5 Stars 4 Stars 3 Stars 2 Stars 1 Star 4.4 from 92 reviews
  • Author: Lily
  • Prep Time: 15 minutes
  • Cook Time: 35 minutes
  • Total Time: 50 minutes
  • Yield: 6 servings 1x
  • Category: Soup
  • Method: Stovetop
  • Cuisine: Italian

Description

This Italian Penicillin Soup with Egg and Pasta is a comforting, flavorful dish featuring tender vegetables simmered in a savory chicken broth, enriched with a silky egg and fresh parsley mixture, and hearty acini di pepe pasta. A sprinkle of Parmigiano Reggiano cheese adds depth and creaminess, making it a perfect meal for chilly days or any time you crave a wholesome, satisfying soup.


Ingredients

Scale

Vegetables & Broth

  • 2 carrots, peeled, cut into 1/4″ rounds (about 1 1/2 cups)
  • 3 celery ribs, cut into 1/4″ pieces (about 1 cup)
  • 1 medium yellow onion, chopped (about 1 cup)
  • 8 garlic cloves, coarsely chopped
  • 8 cups low-sodium chicken broth, divided
  • 2 1/2 tsp. kosher salt, plus more to taste
  • Freshly ground black pepper, to taste

Dairy

  • 2 Tbsp. unsalted butter, softened, divided
  • 3 Tbsp. finely grated Parmigiano Reggiano, plus more for serving

Egg Mixture

  • 2 large eggs
  • 2 Tbsp. finely chopped fresh parsley, plus more for serving

Pasta

  • 8 oz. acini di pepe (pastina)

Instructions

  1. Prepare the Vegetables: Peel and cut the carrots into 1/4-inch rounds, chop the celery ribs into small pieces, dice the yellow onion, and coarsely chop the garlic cloves. This will ensure even cooking and perfect texture for the soup.
  2. Sauté the Vegetables: In a large pot, melt 1 tablespoon of the unsalted butter over medium heat. Add the carrots, celery, and onion and cook, stirring occasionally, until softened and translucent, about 5-7 minutes. Add the garlic and cook for an additional 1-2 minutes until fragrant.
  3. Add Broth and Simmer: Pour in 6 cups of the low-sodium chicken broth along with 2 1/2 teaspoons kosher salt and freshly ground black pepper. Bring the mixture to a boil, then reduce the heat and let it simmer gently until the vegetables are tender, about 20 minutes.
  4. Cook the Pasta: Add the acini di pepe pasta directly into the simmering soup, stirring frequently to prevent sticking. Cook until the pasta is al dente, approximately 6-8 minutes, adding the remaining 2 cups of chicken broth as needed to keep the soup at your desired consistency.
  5. Prepare the Egg Mixture: While the pasta cooks, whisk the eggs with the finely chopped fresh parsley and grated Parmigiano Reggiano in a bowl until well combined.
  6. Temper the Egg Mixture: Slowly ladle a cup of the hot soup broth into the egg mixture, whisking constantly to temper the eggs and prevent them from curdling when added to the soup.
  7. Finish the Soup: Gradually pour the tempered egg mixture back into the pot, stirring constantly to create a creamy texture without scrambling the eggs.
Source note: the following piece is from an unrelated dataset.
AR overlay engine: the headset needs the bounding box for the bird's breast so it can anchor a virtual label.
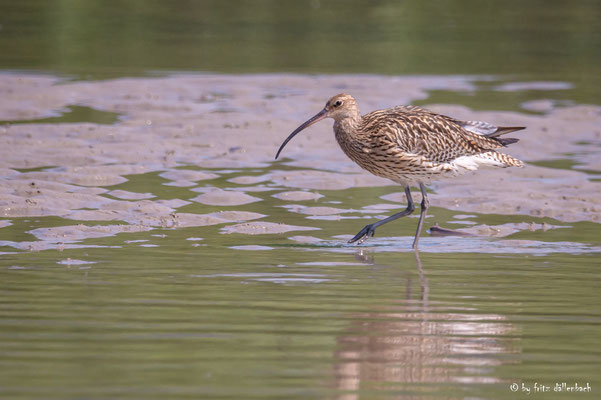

Add the remaining tablespoon of butter and stir until melted and incorporated. Adjust seasoning with additional salt and black pepper to taste.
  8. Serve: Ladle the soup into bowls and garnish with extra Parmigiano Reggiano and fresh parsley. Serve hot for a comforting, flavorful meal.

Notes

  • Use low-sodium chicken broth to control salt levels and adjust seasoning accordingly.
  • Tempering the eggs is crucial to avoid scrambled eggs in the soup; add hot broth slowly while whisking.
  • Acini di pepe pasta can be substituted with other small pasta shapes like orzo or ditalini.
  • For a richer flavor, you may add a splash of heavy cream after adding the egg mixture, but this is optional.
  • Leftovers can be refrigerated and gently reheated; consider adding extra broth as the pasta will absorb liquid over time.